The ethanol by-product known as dried distillers grains, or DDGs, is being fed more often these days to all types of livestock. At first, it was mainly beef and dairy cattle producers that utilized the product, which is rich in protein, fiber and oil. Now more hog producers are using the product, which serves to recapture about one third of the corn that goes into making ethanol for the livestock feed market. Each bushel of grain used in the ethanol-making process produces about 18 pounds of DDGS.
Companies like Novus International are helping to increase the use of DDGs in pork production by researching how much DDGs can be included in hog rations at different ages for proper nutrition. “We’ve increased the inclusion rates of distillers from just a few years ago, somewhere around ten percent, now to 30-40 percent in some diets,” says Brad Lawrence, Technical Manager for the Novus pork business in North America.

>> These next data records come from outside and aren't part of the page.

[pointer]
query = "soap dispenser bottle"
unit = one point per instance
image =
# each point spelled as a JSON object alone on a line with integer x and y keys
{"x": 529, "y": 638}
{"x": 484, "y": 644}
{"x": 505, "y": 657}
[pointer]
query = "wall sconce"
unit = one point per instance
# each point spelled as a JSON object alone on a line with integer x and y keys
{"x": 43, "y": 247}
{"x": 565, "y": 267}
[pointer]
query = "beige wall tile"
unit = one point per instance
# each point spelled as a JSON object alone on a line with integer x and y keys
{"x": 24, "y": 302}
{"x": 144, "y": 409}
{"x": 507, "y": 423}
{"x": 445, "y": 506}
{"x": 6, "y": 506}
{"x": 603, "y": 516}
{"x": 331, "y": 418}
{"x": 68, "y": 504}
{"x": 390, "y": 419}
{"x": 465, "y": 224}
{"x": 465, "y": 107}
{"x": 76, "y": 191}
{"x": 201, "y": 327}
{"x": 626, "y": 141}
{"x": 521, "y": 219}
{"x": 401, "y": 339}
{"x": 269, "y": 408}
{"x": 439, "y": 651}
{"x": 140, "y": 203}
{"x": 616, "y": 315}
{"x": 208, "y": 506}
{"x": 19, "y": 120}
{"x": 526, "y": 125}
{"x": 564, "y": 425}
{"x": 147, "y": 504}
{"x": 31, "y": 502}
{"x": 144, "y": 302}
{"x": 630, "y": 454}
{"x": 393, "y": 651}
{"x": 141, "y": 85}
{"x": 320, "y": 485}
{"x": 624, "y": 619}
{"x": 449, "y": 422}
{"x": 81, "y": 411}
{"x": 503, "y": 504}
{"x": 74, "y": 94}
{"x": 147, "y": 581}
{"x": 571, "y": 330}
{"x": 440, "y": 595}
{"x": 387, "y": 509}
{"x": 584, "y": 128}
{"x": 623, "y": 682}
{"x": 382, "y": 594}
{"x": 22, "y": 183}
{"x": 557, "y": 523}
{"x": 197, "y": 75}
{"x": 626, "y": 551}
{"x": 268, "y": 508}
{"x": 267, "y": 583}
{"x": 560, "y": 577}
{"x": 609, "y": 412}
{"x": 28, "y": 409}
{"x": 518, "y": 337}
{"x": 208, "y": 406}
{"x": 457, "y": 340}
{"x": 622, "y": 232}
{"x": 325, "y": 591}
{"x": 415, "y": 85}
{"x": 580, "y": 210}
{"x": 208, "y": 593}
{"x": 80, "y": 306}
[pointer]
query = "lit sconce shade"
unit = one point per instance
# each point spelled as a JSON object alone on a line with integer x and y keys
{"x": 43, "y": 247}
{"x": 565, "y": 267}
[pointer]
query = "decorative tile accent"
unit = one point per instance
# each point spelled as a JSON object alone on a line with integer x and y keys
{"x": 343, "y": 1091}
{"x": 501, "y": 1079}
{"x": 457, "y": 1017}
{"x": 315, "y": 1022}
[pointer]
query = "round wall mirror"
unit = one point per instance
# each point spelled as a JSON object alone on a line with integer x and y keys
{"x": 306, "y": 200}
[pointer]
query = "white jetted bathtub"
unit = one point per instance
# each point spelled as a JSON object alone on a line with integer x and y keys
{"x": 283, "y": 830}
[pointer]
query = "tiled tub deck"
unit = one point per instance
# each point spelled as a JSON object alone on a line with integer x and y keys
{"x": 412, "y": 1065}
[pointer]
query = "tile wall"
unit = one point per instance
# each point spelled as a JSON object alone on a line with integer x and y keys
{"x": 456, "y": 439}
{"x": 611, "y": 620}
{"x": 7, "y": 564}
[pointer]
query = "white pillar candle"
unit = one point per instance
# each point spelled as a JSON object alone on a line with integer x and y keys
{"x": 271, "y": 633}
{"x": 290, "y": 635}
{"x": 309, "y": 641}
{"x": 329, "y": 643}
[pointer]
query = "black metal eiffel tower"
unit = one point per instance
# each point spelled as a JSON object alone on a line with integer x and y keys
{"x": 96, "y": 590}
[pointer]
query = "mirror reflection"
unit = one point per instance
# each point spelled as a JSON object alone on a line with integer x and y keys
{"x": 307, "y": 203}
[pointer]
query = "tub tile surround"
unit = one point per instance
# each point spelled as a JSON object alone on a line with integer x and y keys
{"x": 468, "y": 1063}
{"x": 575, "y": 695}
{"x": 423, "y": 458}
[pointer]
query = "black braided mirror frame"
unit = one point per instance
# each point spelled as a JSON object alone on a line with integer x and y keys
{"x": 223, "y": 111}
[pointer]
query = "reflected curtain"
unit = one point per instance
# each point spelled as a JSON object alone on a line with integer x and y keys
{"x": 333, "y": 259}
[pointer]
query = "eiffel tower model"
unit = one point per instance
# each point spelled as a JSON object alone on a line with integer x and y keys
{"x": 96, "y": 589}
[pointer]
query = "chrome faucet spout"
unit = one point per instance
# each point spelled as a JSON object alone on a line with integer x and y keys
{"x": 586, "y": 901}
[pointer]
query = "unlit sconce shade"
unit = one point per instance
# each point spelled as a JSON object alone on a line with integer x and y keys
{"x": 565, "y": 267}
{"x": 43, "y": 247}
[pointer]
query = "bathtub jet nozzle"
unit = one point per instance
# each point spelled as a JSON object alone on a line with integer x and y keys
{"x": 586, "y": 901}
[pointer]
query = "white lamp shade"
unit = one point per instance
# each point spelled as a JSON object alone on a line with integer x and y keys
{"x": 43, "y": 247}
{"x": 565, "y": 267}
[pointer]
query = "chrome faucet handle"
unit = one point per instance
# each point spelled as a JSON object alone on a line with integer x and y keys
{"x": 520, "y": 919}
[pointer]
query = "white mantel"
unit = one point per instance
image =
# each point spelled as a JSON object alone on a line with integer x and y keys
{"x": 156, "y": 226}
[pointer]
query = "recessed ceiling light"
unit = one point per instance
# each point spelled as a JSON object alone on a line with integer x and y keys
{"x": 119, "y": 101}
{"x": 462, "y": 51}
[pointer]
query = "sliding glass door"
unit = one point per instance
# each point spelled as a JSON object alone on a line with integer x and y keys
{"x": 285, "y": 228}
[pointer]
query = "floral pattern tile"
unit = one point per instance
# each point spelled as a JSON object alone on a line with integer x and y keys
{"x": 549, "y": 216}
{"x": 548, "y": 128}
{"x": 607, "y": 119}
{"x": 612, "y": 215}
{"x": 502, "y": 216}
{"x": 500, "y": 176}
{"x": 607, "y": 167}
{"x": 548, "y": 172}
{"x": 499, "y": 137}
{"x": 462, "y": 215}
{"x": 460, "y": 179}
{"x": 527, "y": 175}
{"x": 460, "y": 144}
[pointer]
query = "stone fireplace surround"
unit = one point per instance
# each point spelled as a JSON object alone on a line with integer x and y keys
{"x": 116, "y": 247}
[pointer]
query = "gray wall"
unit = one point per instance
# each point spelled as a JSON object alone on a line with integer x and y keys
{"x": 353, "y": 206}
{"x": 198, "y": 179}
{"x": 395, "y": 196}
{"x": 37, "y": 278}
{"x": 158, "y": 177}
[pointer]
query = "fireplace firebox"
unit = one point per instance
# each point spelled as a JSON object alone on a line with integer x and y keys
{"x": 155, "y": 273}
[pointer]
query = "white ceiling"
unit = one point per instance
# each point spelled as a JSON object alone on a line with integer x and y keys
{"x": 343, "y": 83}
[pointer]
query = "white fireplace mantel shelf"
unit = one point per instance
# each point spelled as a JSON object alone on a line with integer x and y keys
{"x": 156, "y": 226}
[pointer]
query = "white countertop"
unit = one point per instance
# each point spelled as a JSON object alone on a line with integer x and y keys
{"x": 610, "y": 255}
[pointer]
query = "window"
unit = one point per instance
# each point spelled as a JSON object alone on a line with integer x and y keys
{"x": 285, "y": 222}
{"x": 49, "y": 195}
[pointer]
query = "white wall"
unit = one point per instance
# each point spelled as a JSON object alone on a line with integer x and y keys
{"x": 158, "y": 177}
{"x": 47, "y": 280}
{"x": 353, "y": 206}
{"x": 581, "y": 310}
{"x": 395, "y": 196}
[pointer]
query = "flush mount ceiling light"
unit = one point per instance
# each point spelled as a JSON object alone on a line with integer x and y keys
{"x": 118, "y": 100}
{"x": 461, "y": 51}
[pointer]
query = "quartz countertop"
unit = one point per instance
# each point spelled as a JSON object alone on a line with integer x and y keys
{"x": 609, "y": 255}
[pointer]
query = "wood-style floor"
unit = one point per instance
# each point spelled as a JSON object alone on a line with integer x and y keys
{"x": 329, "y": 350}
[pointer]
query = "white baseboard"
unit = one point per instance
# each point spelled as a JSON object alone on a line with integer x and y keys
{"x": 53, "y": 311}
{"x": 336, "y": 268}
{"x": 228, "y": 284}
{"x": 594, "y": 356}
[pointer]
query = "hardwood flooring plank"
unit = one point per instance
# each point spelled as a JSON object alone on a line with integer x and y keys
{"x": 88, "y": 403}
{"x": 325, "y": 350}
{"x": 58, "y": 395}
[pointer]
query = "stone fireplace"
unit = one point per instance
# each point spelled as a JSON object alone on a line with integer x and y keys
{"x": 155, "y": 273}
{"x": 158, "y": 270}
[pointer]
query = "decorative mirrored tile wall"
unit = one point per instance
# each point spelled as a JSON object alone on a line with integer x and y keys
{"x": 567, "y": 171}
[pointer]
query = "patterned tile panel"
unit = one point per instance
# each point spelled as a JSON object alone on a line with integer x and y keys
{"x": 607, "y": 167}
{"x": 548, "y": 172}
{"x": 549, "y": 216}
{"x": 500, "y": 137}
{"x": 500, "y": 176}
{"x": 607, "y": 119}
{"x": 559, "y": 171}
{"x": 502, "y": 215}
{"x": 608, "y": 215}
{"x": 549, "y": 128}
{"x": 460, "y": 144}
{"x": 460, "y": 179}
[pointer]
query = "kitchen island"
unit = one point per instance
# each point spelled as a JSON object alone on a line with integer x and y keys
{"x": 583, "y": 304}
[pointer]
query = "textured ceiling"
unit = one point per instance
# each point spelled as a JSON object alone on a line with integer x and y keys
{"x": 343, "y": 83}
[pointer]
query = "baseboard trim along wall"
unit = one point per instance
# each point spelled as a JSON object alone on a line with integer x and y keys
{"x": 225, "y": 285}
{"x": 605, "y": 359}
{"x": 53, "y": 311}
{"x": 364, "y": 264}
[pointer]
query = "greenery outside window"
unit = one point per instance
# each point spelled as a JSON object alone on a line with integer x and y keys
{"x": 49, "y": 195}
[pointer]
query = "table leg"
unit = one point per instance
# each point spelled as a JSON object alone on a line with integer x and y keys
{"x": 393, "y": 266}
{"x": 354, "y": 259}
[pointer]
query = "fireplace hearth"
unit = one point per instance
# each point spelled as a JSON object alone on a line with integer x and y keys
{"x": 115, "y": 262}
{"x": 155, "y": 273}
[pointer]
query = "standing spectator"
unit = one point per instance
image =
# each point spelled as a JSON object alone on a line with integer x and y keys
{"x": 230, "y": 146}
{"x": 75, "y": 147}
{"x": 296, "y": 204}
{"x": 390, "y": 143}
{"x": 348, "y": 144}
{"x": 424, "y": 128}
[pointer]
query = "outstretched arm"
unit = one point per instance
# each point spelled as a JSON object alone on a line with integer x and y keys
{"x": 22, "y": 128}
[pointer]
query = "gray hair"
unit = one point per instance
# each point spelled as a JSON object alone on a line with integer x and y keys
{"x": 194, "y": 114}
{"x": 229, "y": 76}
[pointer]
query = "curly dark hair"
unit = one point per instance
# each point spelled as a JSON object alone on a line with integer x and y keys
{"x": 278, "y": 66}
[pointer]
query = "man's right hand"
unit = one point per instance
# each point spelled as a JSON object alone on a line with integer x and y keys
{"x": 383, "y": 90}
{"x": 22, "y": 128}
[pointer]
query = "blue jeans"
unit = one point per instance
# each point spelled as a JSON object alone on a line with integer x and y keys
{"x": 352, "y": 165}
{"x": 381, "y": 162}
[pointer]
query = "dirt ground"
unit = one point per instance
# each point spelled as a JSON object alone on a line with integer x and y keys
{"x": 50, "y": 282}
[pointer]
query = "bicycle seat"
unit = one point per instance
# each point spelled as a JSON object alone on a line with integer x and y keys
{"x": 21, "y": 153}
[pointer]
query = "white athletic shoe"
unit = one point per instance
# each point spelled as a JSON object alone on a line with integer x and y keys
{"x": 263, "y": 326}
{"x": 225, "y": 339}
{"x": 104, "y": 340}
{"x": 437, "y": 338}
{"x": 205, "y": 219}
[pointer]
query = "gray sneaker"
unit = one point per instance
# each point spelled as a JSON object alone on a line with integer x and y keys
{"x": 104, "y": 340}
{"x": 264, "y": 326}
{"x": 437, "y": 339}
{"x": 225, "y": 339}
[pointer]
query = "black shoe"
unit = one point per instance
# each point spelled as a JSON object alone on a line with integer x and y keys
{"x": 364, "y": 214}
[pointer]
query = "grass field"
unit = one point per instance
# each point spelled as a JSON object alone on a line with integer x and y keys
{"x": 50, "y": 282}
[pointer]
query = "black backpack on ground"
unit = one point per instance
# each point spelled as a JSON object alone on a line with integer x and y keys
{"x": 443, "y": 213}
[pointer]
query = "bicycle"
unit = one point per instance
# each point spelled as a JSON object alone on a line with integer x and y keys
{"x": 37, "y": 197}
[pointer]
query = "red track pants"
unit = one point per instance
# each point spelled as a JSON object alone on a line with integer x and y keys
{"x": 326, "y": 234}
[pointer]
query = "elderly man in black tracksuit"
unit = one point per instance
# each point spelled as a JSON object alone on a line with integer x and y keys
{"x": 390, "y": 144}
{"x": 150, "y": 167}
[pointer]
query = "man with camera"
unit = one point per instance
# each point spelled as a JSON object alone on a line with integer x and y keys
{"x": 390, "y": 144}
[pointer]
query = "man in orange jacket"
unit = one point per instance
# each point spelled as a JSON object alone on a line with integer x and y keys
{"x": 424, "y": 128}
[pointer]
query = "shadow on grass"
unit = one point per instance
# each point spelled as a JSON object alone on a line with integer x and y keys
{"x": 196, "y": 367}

During the recent World Pork Expo in Des Moines, Lawrence said that has fundamentally changed the nutritional content of the pig’s diet, so Novus did some modeling and research and found that including oxidative balance additives in the feed helped get optimum performance from the animals. “Ethanol is here to stay,” Lawrence said. “There’s some concerns about corn availability, but as we put corn into an ethanol plant, we’re getting distillers back out. As swine nutritionists, that means we have to learn what the optimum nutritional technologies are that we can implement to get the most value out of the distillers.”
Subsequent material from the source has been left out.